Note: “Happy” is a meaningful distinction. There’s a world of difference between generating a customer (through any means possible to maximize sales), and a very specific customer who feels an emotional pull to want to interact with us more intimately (through our courses, emails, workshops, and free trainings). Happy customers don’t want refunds and are also more inclined to purchase more (and more) over time.

In system terms, the rate at which your business system produces results is called throughput. When we create more happy customers, our throughput increases.
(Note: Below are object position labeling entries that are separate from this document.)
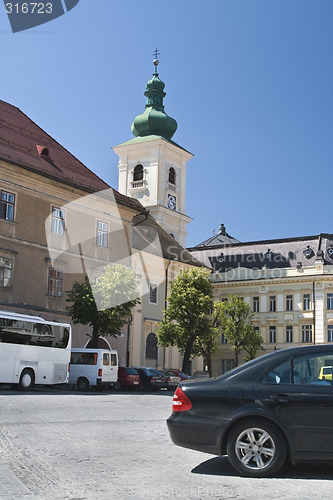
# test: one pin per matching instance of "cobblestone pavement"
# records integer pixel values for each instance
(63, 444)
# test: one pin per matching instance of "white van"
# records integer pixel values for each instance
(97, 368)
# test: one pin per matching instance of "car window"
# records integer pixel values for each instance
(281, 374)
(308, 369)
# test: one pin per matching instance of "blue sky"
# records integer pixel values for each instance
(249, 82)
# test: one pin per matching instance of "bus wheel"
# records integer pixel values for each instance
(27, 380)
(83, 384)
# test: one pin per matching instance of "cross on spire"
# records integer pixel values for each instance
(156, 53)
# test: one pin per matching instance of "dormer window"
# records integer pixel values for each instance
(172, 176)
(138, 173)
(138, 176)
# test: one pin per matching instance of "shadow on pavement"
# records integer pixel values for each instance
(220, 466)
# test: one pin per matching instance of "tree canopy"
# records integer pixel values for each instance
(107, 305)
(233, 317)
(186, 322)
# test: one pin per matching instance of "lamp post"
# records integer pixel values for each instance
(128, 342)
(165, 300)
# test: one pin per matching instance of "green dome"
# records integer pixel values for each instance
(154, 120)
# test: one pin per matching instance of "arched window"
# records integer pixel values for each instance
(151, 346)
(172, 176)
(138, 173)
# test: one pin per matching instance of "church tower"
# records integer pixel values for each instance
(152, 167)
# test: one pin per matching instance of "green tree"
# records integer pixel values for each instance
(234, 316)
(207, 345)
(106, 306)
(186, 323)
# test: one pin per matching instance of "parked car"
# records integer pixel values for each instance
(326, 373)
(262, 413)
(172, 380)
(179, 373)
(161, 376)
(128, 378)
(148, 380)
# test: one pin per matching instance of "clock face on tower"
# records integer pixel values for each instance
(171, 202)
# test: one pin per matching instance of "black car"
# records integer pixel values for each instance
(272, 409)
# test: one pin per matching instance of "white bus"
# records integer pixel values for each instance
(33, 350)
(97, 368)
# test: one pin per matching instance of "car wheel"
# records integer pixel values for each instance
(256, 448)
(83, 384)
(27, 380)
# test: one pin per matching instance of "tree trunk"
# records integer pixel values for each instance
(94, 338)
(187, 359)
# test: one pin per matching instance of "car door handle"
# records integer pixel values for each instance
(280, 397)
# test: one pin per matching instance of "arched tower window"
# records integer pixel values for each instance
(138, 173)
(172, 176)
(151, 346)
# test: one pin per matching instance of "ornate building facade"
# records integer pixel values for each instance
(288, 284)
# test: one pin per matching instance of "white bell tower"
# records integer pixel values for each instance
(152, 168)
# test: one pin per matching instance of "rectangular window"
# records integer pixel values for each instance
(289, 334)
(255, 304)
(330, 301)
(7, 205)
(272, 303)
(102, 234)
(289, 302)
(58, 221)
(152, 293)
(272, 334)
(227, 364)
(306, 302)
(6, 268)
(330, 333)
(55, 285)
(306, 333)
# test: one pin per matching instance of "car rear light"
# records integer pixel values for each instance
(180, 401)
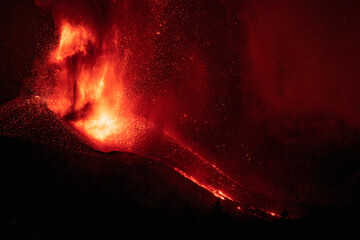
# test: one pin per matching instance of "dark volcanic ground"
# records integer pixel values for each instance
(54, 186)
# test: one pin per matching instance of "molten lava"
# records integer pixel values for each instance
(88, 89)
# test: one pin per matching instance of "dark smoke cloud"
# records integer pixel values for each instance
(266, 89)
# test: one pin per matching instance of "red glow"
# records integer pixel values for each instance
(89, 88)
(91, 92)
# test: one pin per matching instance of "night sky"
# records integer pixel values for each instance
(266, 90)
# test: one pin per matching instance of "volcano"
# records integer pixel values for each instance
(51, 175)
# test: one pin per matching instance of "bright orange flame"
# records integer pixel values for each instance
(89, 93)
(73, 40)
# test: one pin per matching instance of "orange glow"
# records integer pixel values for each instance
(73, 40)
(215, 192)
(89, 88)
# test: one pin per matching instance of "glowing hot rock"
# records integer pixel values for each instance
(88, 86)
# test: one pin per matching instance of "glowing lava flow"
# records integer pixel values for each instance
(88, 89)
(89, 92)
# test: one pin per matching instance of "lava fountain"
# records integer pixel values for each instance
(88, 90)
(85, 82)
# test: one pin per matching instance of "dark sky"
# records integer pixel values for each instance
(268, 90)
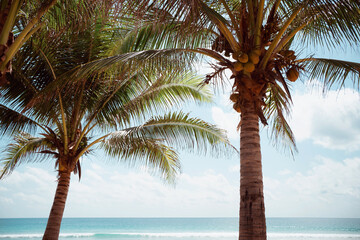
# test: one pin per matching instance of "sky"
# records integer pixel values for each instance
(321, 180)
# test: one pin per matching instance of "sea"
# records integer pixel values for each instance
(181, 228)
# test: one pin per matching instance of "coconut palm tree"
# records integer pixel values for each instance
(19, 20)
(260, 42)
(75, 91)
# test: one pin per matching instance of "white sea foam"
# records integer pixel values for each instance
(40, 235)
(235, 234)
(312, 236)
(184, 234)
(232, 235)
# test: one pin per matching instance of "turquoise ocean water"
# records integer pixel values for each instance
(180, 228)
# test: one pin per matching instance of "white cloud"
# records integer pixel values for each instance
(331, 121)
(105, 192)
(329, 189)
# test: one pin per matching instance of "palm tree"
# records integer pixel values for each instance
(26, 17)
(260, 42)
(77, 92)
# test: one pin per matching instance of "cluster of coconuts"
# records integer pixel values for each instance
(246, 62)
(292, 73)
(235, 97)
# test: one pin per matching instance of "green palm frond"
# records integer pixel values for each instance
(333, 72)
(12, 121)
(23, 150)
(149, 92)
(333, 22)
(178, 129)
(140, 151)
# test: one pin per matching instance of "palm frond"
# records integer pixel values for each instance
(277, 108)
(333, 22)
(145, 152)
(178, 129)
(12, 121)
(151, 92)
(22, 151)
(333, 72)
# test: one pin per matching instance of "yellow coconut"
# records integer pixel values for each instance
(254, 58)
(249, 67)
(289, 53)
(292, 74)
(243, 58)
(238, 66)
(235, 55)
(234, 97)
(237, 108)
(256, 51)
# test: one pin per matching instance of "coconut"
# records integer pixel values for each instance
(292, 74)
(256, 51)
(237, 108)
(249, 67)
(289, 53)
(238, 66)
(235, 55)
(254, 58)
(243, 58)
(234, 97)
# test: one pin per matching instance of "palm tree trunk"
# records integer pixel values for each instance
(53, 225)
(252, 210)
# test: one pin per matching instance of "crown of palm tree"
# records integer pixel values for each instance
(80, 89)
(258, 42)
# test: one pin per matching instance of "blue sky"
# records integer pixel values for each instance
(322, 180)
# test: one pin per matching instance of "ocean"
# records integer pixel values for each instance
(181, 228)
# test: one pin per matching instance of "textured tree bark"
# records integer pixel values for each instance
(252, 210)
(52, 230)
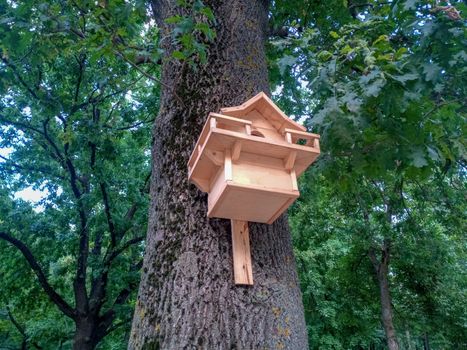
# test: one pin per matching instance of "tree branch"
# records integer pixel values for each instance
(50, 291)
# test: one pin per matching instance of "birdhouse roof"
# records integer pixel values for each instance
(264, 105)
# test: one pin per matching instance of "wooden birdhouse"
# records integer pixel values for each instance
(247, 159)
Simple, elegant, effective.

Second, evaluate every ‘improvement’ you’re considering with a simple question:

Is this likely to increase throughput for my business?

Or, a variation of that same question (which you can ask others as well — especially anyone with ‘magic methods’):

HOW — specifically — will this intervention improve throughput for my business?

Remember that every (every!) change — big and small — will produce emergent results elsewhere in the system and often in multiple places.

These questions often reveal where we’re making leaps of faith and can point the way to better (and often counter-intuitive) opportunities.

For example, “how will cheaper leads create more happy customers?” (This question will immediately uncover a LOT of flawed assumptions.)

“How will more leads bribed with additional free content create more happy customers?”

And, of course, “how will coercing people to buy faster rather than letting them buy when they’re ready, create more happy customers?” (Hint: it won’t.)